The defendant's version, given by the defendant, his small son who was with him at the first meeting, and his wife and young daughter who were present at the shooting is an entirely different story. On the first occasion the deceased cursed the appellant and brandished a knife. The appellant drove to his home nearby where he left the boy and armed himself with a pistol. Then, with his wife and young daughter, he went in search of a deputy sheriff, taking the road along which the deceased was walking toward a fish camp a short distance away, where the road terminated. When the car overhauled the deceased, he jumped into the jeep waving a large fish knife, and beat the appellant's head against the steering wheel, whereupon the appellant shot him. Both husband and wife categorically denied the statement attributed to the wife.
The jury doubtless believed, as well they might have from the defendant's actions and the direction he eventually took, that when the first difficulty ended and the men separated, he went to his home, armed himself and deliberately began a pursuit of the deceased, instead of a search for a deputy sheriff. Nothing in the testimony indicates that an officer would likely have been found at the fish camp a short distance away where the road ended. They also were justified in believing that the deceased was not himself armed and had approached the jeep only for the purpose of disarming appellant when the appellant stopped and drew his gun. They must have given credence to the testimony that no fish knife was ever discovered at the scene, and that the victim's pocket knife was found closed in a pocket of the trousers he wore next to his body. On the day of the homicide it was extremely cold, and he was wearing two pairs of pants.
So we believe that there was abundant proof to support a judgment of the defendant's guilt of unlawful homicide.
The only other question presented by the defendant challenges the judge's exclusion of testimony that the appellant was so weakened by heart disease that he could not adequately defend himself without use of his revolver.
Were we convinced that the final encounter was of such nature that the issue of self defense was properly introduced and the appellant's blame should therefore be judged by the amount of force he used in resisting his victim, we think the testimony would have been admissible.

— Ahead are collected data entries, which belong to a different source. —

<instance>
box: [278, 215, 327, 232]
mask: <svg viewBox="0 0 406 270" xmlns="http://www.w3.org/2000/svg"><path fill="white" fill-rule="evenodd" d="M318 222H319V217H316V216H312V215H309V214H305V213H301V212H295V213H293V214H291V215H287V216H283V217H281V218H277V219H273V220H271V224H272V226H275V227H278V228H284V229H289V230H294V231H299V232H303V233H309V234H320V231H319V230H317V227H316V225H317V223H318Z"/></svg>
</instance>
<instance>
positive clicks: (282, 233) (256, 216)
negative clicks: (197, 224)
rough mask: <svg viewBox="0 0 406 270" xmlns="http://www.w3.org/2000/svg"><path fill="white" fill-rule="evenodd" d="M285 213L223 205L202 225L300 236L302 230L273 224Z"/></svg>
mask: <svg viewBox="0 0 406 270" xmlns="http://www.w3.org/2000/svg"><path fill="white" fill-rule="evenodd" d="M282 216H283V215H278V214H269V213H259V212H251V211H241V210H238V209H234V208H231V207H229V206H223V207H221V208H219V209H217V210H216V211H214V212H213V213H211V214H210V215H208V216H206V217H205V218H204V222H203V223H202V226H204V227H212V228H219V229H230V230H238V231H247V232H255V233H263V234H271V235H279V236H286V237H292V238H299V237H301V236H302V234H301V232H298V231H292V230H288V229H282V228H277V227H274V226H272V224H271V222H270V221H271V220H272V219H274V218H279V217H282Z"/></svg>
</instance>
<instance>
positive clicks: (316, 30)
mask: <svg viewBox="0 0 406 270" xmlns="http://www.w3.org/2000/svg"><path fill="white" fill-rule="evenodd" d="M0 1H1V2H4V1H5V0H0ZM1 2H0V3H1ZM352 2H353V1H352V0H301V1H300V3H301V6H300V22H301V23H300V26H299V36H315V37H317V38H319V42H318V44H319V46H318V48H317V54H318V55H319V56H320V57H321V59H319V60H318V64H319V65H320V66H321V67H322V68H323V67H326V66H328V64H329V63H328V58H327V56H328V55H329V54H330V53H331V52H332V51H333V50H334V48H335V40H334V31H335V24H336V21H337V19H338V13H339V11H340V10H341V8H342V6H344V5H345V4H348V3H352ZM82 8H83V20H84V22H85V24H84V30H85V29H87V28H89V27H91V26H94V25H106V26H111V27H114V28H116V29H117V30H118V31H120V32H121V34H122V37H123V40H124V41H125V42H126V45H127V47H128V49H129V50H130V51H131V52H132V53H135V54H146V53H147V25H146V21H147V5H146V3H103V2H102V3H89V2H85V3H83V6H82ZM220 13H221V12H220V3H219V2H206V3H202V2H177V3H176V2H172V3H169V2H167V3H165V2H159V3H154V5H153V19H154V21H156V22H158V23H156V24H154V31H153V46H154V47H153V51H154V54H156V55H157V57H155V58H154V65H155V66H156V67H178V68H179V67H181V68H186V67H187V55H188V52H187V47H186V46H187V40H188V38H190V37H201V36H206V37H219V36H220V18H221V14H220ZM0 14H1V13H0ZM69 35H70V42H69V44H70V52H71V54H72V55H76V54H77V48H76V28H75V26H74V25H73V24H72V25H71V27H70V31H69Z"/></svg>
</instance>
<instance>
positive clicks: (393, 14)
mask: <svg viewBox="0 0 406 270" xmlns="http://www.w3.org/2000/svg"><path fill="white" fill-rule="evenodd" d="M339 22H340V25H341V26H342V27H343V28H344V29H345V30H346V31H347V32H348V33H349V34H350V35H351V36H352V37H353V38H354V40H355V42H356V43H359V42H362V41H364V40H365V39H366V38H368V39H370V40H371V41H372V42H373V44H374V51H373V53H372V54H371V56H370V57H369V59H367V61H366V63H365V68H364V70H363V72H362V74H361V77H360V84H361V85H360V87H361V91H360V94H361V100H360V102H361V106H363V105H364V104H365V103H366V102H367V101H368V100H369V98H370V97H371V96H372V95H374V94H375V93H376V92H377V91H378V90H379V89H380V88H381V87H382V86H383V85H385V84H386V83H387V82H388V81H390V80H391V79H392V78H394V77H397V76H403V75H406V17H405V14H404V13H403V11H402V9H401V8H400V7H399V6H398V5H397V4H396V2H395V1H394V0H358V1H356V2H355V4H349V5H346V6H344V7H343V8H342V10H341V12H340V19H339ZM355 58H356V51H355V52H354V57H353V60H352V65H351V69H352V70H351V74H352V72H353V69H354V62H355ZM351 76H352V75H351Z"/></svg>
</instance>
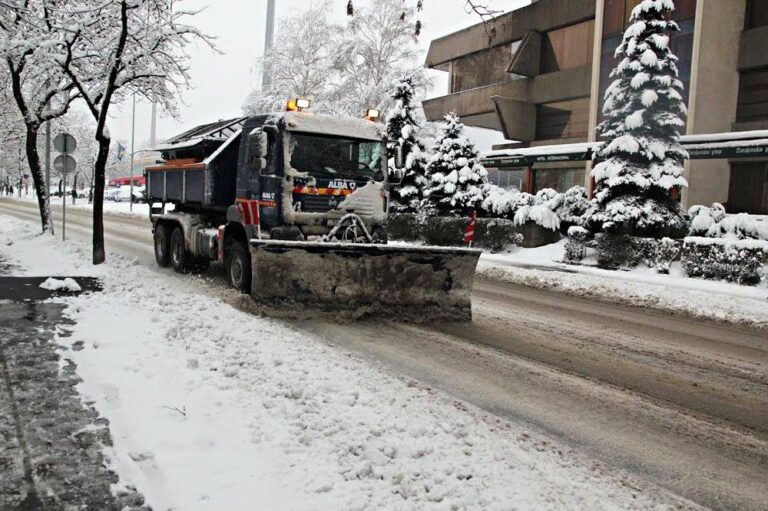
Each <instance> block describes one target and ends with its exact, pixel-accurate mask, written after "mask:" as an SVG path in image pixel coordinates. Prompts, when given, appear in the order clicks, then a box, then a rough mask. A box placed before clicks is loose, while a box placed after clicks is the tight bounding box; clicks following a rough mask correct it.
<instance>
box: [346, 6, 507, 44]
mask: <svg viewBox="0 0 768 511" xmlns="http://www.w3.org/2000/svg"><path fill="white" fill-rule="evenodd" d="M408 1H409V0H403V2H402V5H403V6H404V7H403V10H402V13H401V15H400V19H402V20H405V19H407V18H408V17H409V16H408V13H407V12H406V9H407V5H408ZM464 1H465V4H464V6H465V9H466V11H467V13H474V14H476V15H477V16H479V17H480V19H481V20H482V21H483V25H485V33H486V35H487V36H488V44H489V45H490V44H491V43H492V42H493V40H494V39H495V38H496V17H497V16H498V15H499V14H501V13H502V12H503V11H501V10H498V9H492V8H491V7H490V4H487V3H483V2H479V1H478V0H464ZM413 5H414V7H413V9H414V10H415V11H416V12H417V13H419V12H421V11H422V10H424V0H413ZM347 15H349V16H354V15H355V6H354V2H353V0H347ZM413 31H414V34H415V35H416V36H417V37H418V36H419V35H420V34H421V19H419V17H418V16H417V17H416V21H415V22H414V23H413Z"/></svg>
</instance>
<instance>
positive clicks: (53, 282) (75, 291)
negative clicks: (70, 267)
mask: <svg viewBox="0 0 768 511" xmlns="http://www.w3.org/2000/svg"><path fill="white" fill-rule="evenodd" d="M40 287H41V288H43V289H48V290H50V291H72V292H78V291H82V288H81V287H80V284H78V283H77V281H76V280H75V279H73V278H70V277H67V278H65V279H55V278H53V277H48V278H47V279H45V281H44V282H43V283H42V284H40Z"/></svg>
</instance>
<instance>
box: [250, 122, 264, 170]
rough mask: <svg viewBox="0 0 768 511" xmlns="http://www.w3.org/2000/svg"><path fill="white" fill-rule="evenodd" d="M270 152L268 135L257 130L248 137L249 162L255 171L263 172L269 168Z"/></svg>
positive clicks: (253, 131)
mask: <svg viewBox="0 0 768 511" xmlns="http://www.w3.org/2000/svg"><path fill="white" fill-rule="evenodd" d="M268 152H269V139H268V137H267V134H266V133H264V131H262V130H261V129H259V128H256V129H255V130H253V131H252V132H251V134H250V135H248V160H249V164H250V165H249V166H250V167H251V168H252V169H253V170H254V171H257V172H259V171H261V170H263V169H265V168H266V167H267V153H268Z"/></svg>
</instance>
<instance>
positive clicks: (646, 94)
mask: <svg viewBox="0 0 768 511" xmlns="http://www.w3.org/2000/svg"><path fill="white" fill-rule="evenodd" d="M674 8H675V6H674V3H673V2H672V0H643V1H642V2H641V3H640V4H639V5H638V6H637V7H635V9H634V10H633V11H632V16H631V18H630V22H631V25H630V26H629V28H627V30H626V32H625V33H624V38H623V40H622V42H621V44H620V45H619V47H618V48H617V49H616V57H617V59H620V62H619V64H618V66H617V67H616V68H615V69H614V70H613V72H612V73H611V77H612V78H614V81H613V83H612V84H611V85H610V86H609V87H608V89H607V90H606V93H605V105H604V107H603V114H604V115H605V117H606V120H605V121H604V122H603V123H601V124H600V125H599V126H598V132H599V133H600V134H601V135H602V137H603V138H604V139H605V145H604V146H603V147H602V148H601V149H600V150H598V151H597V153H596V155H595V156H596V160H598V161H599V163H598V164H597V165H595V167H594V169H593V170H592V176H593V177H594V179H595V184H596V194H595V203H594V205H593V206H592V208H591V209H590V211H589V212H588V214H587V215H588V217H587V226H588V227H589V228H590V230H592V231H593V232H606V233H612V234H630V235H636V236H651V237H662V236H665V235H669V236H673V237H675V236H680V235H683V234H684V233H685V221H684V220H683V217H682V215H681V214H680V210H679V206H678V204H677V202H676V201H675V200H674V198H673V197H672V193H673V190H674V189H675V188H681V187H685V186H687V183H686V180H685V178H683V162H684V160H685V159H686V158H687V157H688V154H687V153H686V151H685V150H684V149H683V148H682V147H681V145H680V142H679V138H680V129H681V128H682V127H683V126H684V125H685V123H684V122H683V120H682V118H683V117H684V116H685V115H686V108H685V104H684V103H683V98H682V95H681V92H682V90H683V83H682V82H681V81H680V80H679V79H678V69H677V57H675V55H674V54H672V52H671V51H670V49H669V34H670V32H673V31H676V30H679V28H678V26H677V24H676V23H675V22H674V21H672V20H671V19H670V13H671V12H672V11H673V10H674Z"/></svg>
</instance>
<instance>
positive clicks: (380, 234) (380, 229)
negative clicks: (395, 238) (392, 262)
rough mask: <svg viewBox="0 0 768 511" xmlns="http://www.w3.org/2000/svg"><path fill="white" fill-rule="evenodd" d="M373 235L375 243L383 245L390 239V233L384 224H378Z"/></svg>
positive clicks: (373, 237)
mask: <svg viewBox="0 0 768 511" xmlns="http://www.w3.org/2000/svg"><path fill="white" fill-rule="evenodd" d="M371 237H372V238H373V242H374V243H380V244H382V245H386V244H387V242H388V241H389V234H388V233H387V229H386V227H384V226H382V225H379V226H377V227H376V228H375V229H374V230H373V234H371Z"/></svg>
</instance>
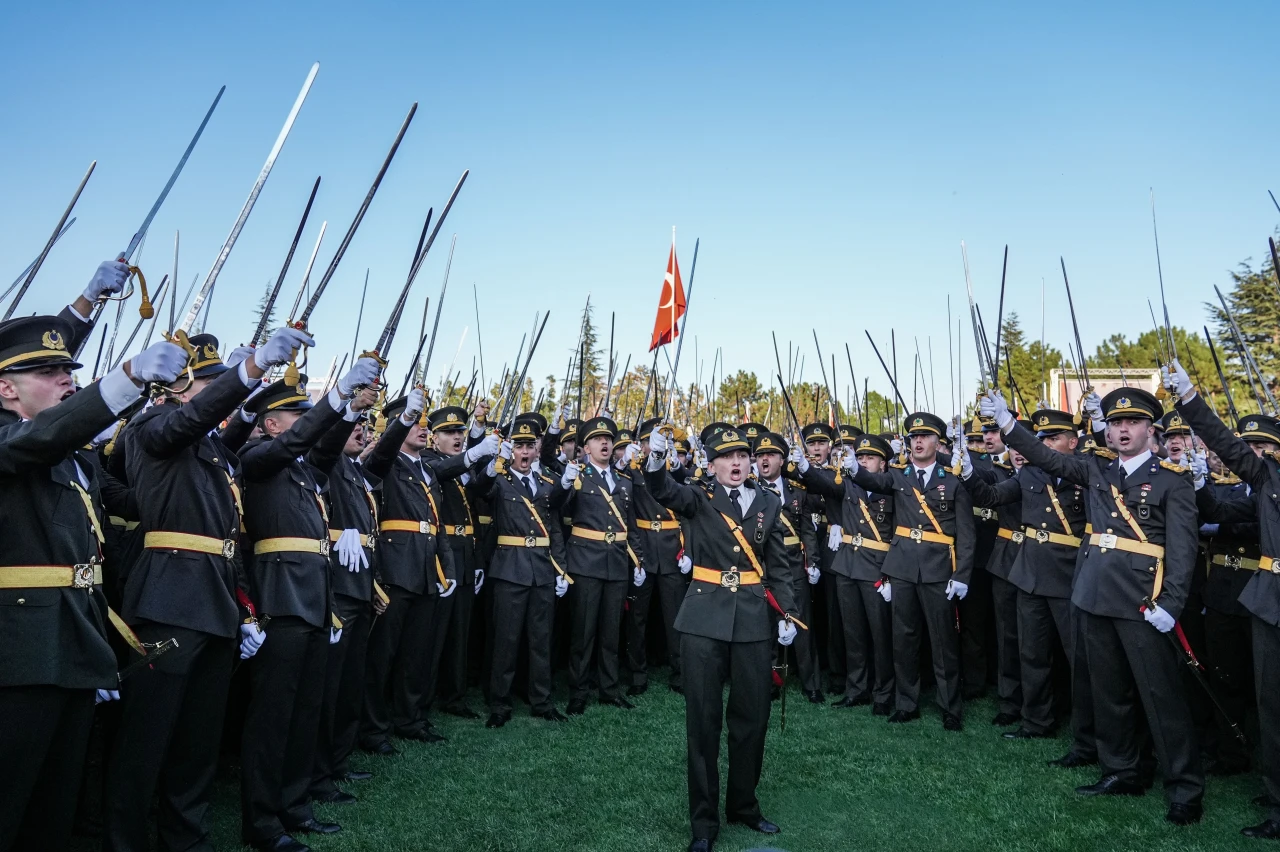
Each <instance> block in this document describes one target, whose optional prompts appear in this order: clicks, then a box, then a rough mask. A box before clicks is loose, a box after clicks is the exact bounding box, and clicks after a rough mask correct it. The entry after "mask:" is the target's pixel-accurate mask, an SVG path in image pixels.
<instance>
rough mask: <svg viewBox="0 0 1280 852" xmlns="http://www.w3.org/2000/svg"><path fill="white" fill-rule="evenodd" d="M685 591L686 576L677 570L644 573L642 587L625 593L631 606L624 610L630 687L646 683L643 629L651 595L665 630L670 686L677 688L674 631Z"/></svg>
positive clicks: (648, 664)
mask: <svg viewBox="0 0 1280 852" xmlns="http://www.w3.org/2000/svg"><path fill="white" fill-rule="evenodd" d="M687 591H689V574H682V573H680V572H678V571H677V572H671V573H662V574H646V576H645V581H644V585H643V586H640V587H639V588H636V587H635V586H632V587H631V588H630V590H628V597H627V600H628V601H630V604H631V606H630V609H627V668H628V669H631V683H632V686H645V684H646V683H649V655H648V651H646V647H645V628H646V627H648V626H649V606H650V604H652V603H653V599H654V592H657V596H658V606H659V608H660V609H662V626H663V628H664V629H666V631H667V661H668V663H669V664H671V686H673V687H678V686H680V683H681V681H680V633H678V632H676V613H678V611H680V604H681V603H682V601H684V600H685V592H687Z"/></svg>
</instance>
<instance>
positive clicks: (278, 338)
mask: <svg viewBox="0 0 1280 852" xmlns="http://www.w3.org/2000/svg"><path fill="white" fill-rule="evenodd" d="M315 344H316V342H315V340H314V339H311V335H310V334H307V333H306V331H303V330H302V329H294V327H291V326H284V327H282V329H276V330H275V331H273V333H271V336H270V338H268V340H266V343H264V344H262V345H260V347H259V348H257V349H253V363H256V365H257V368H259V370H262V371H264V372H265V371H268V370H270V368H271V367H278V366H280V365H282V363H289V361H292V359H293V353H294V352H297V351H298V349H301V348H302V347H314V345H315ZM344 395H346V394H344Z"/></svg>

But the facts believed by the jury point too strongly to a deliberate pursuit by appellant, after the original difficulty had ended and the parties had separated. The law is quite clear that one may not provoke *40 a difficulty and having done so act under the necessity produced by the difficulty, then kill his adversary and justify the homicide under the plea of self defense.
We think that was the position the appellant got himself in and that this view was adopted by the jury when they found him guilty of the higher offense, murder in the second degree.
So, we conclude that the judge committed no error in rejecting the testimony relative to the appellant's physical condition. For the same reason we think the State should prevail on the cross appeal, taken under Sec. 924.07(4), by which is questioned the action of the court in reducing the offense to manslaughter.
The judgment is reversed with directions to enter one for murder in the second degree.
SEBRING, C.J., and TERRELL and HOBSON, JJ., concur.